You reminded me with your talk of MUDs of the growing IF (interactive fiction) movement. It's not multi-user, but it has a lot of the feel of those old text adventures. If that's interesting to you, I'd recommend trying out Blue Lacuna - http://blue-lacuna.textories.com/


Do you mind me asking why? I was going to implement the protocol as an intro rust project, but Wikipedia and others called it obsolete so I ended up falling back onto the familiar IRC bot. My interest is still piqued however...


Historical interest, mainly. Gopher is still used, but not by any large number of people; however, it occupies an interesting place in the history of the Internet as the main implementation of the idea of hypertext before the Web caught on.


They are just a bit confused with naming there at Google: Go, Gopher, Golang etc.


Go is the language name, golang is the search-friendly alt, and "gophers" are the users of the language. Your apparent distaste for Google doesn't justify your mean attempts at humour.


Java and Javascript walked into a bar...


I'm not disappointed but I agree the name is misleading / poorly chosen.


"Go" wasn't a particularly bright name to begin with, when it comes to googleability.


Perhaps GoJS or Go.js would be a better choice?


Same. I clicked hoping it was a Gopher client or server written in JS.

I am disappoint.


Just finished writing a Gopherjs binding for the chrome API so you can now write chrome extensions and Chrome apps in Go: https://github.com/fabioberger/chrome


I used this once to port some math-heavy Go and both amazed and aghast when I saw how int64 values were handled in the resulting javascript.


Its primary goal is to follow the Go spec correctly, including simulating overflow/underflow on int64 type. Implementing that in JavaScript will have overhead.

So if you don't care about that, you can use int type instead, it will be faster.

But if you do care, I agree, using Go types is much much more pleasant and GopherJS takes care of that for you!


I needed int64s and expected the js not to work in all cases. I was amazed at the ingenuity of the gopherjs team and aghast at the state of integer math in javascript.

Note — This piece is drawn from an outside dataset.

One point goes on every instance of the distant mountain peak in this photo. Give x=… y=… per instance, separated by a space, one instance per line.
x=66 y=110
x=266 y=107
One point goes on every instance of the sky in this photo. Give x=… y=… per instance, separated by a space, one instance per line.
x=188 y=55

Can you post an example? The playground doesn't seem to be working right now.


Whilst I think projects like this are cool, it's a real shame that browser vendors don't make embedding other engines easier.

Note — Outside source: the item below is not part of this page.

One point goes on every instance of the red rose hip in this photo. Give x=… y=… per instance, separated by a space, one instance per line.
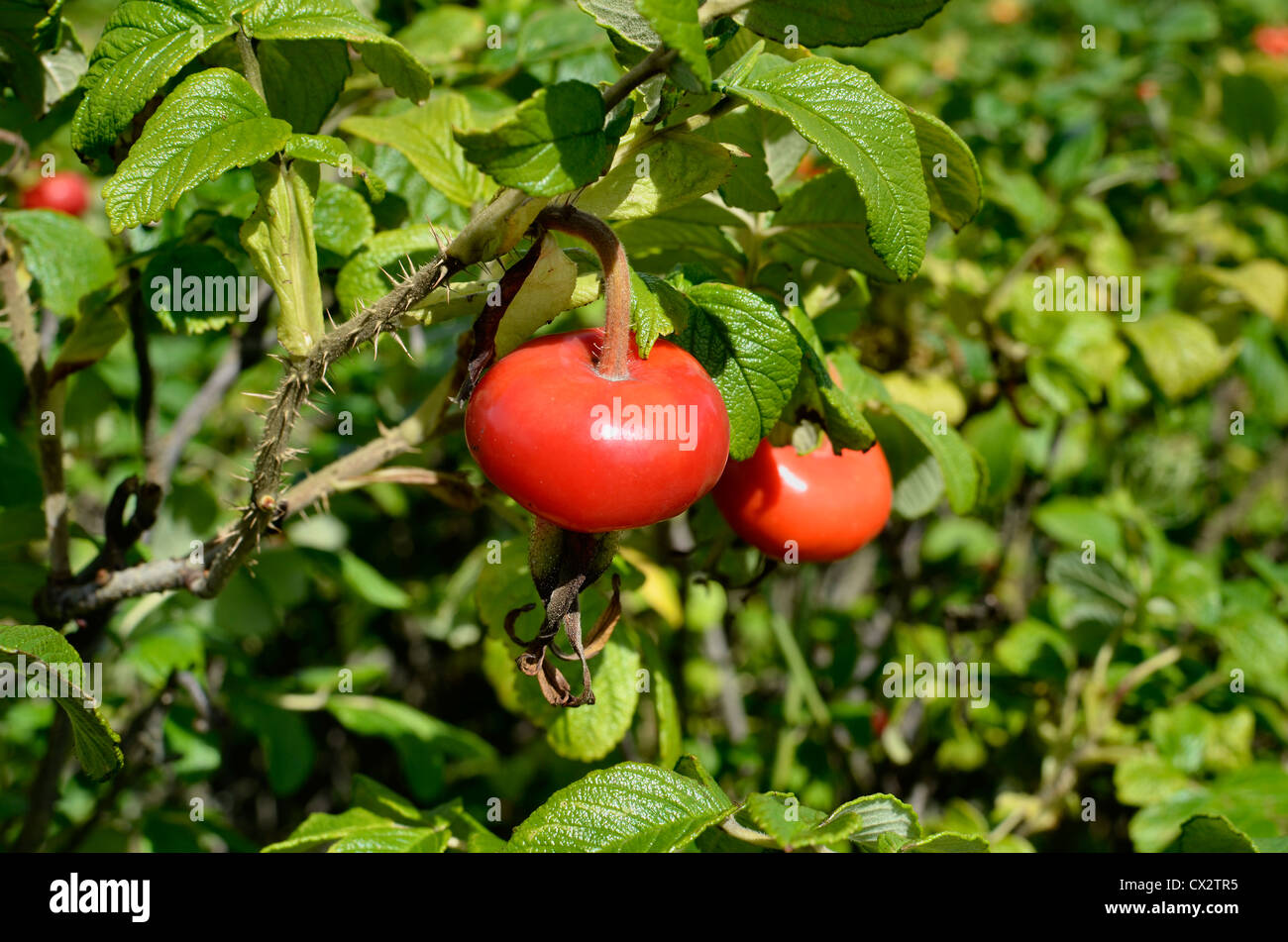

It's plenty easy to embed another engine into a browser... see: VBScript, Dart, NaCl, etc...

The problem is that in the end, you won't see consensus on a secondary language from multiple browser vendors, in the end something that breaks down into JS/asm.js is probably more practical.

To me, getting webworkers to a better position of usability is a far better goal. As it stands, you have to write your worker completely detached from your main script/code... separate build target, separate calls, different model from node's IPC which reduces reusability. This is mainly in that I feel a bigger issue with JS performance for critical tasks in the browser will be alleviated by better channels with web-workers.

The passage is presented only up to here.